O capitalismo está mergulhado em uma crise incerta e sem precedentes, podendo ser maior que a crise de 1929, mas os capitalistas apostam na propaganda de que tudo está bem e tende a melhorar, sem ao menos saber o que esperar daqui pra frente na Economia nacional e mundial. As economias mundiais estão começando a retomarem as atividades nos países em que a pandemia do coronavírus chegou primeiro, após meses paradas, mas a situação brasileira ainda é incerta. Os casos confirmados e mortes crescem a cada dia e o desespero capitalista de retomar seus lucros falou mais alto e as atividades estão sendo retomadas em meio ao aumento da curva de contágio, onde nem mesmo passamos pelo pico da doença, e não temos certeza se ainda será preciso a paralisação econômica outra vez.

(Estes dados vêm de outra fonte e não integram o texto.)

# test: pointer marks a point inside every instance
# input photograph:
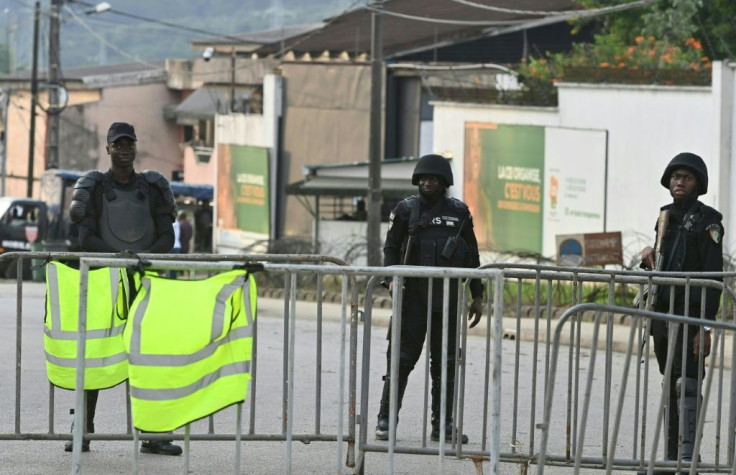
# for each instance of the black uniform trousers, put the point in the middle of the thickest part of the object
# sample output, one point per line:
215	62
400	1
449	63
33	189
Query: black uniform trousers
413	335
660	339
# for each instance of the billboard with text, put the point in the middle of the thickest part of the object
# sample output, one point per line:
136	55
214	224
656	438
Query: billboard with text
525	184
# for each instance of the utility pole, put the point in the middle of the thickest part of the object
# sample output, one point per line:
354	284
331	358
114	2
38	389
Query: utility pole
53	77
4	157
375	141
34	99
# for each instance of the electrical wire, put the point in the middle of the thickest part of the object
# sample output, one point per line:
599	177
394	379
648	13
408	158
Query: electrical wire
592	11
562	15
349	8
164	23
406	16
105	41
461	67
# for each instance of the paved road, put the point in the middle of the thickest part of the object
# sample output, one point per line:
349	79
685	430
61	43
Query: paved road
44	457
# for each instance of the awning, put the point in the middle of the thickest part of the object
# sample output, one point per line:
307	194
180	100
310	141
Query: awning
202	104
391	188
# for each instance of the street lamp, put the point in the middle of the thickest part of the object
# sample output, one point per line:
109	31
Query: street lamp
53	76
99	8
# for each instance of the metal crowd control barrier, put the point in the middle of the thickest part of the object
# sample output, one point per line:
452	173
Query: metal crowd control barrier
489	390
551	291
701	460
279	264
524	403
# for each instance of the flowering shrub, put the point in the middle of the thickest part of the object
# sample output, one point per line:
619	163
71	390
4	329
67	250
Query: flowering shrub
648	61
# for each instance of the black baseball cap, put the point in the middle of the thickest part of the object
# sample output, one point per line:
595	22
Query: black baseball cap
120	129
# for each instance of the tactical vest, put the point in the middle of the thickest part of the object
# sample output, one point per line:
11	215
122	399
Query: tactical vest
106	363
189	344
433	231
126	222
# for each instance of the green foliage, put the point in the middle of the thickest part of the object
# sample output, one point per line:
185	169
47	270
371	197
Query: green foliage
659	46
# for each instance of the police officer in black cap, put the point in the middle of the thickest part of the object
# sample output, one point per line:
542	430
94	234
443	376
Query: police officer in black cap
692	243
430	230
122	210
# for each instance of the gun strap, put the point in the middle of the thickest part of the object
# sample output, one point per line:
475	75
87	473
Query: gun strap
413	204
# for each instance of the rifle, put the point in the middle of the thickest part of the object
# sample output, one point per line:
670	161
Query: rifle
652	290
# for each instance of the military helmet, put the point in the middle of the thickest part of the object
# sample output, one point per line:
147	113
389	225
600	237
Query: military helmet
693	163
433	165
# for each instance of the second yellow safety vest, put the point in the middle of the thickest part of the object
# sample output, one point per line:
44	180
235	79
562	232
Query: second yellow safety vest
106	363
189	345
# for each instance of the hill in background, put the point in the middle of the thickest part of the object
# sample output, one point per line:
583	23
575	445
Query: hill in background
112	37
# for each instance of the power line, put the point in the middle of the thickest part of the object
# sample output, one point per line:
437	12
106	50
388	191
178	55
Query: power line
328	23
592	11
443	21
164	23
105	41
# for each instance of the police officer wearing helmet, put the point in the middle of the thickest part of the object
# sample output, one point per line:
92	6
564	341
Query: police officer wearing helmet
692	243
123	210
432	230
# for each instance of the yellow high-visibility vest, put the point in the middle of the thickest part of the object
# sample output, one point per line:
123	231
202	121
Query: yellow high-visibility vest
189	345
106	363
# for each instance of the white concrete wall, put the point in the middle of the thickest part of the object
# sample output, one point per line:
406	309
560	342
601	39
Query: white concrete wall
254	130
647	126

Apoiados por um presidente genocida, que incentiva esse tipo de retomada e trata a pandemia como algo sem importância, os capitalistas se dizem “otimistas” com o retorno dos trabalhadores aos postos de trabalho e até elencam os “sinais” de que vamos ter uma retomada econômica melhor que o esperado. Os capitalistas apostam que o consumo deve aquecer a indústria, as datas comemorativas como o dia das mães devem aquecer o comércio, o setor imobiliário e a agropecuária também devem ajudar a alavancar uma reação econômica, mas o que vemos é o contrário. Fala-se em aumento do consumo para aquecer indústria e comércio, mas o que vemos é a cada dia mais trabalhadores perdendo postos de trabalho, ou tendo salários cortados pela metade; os que trabalham de forma informal perdendo renda e o número de trabalhadores que necessitaram da esmola do governo da renda emergencial de R$600 é muito maior do que se esperava, e nem todos que precisam estão conseguindo sacar o dinheiro ou ao menos ter acesso ao benefício.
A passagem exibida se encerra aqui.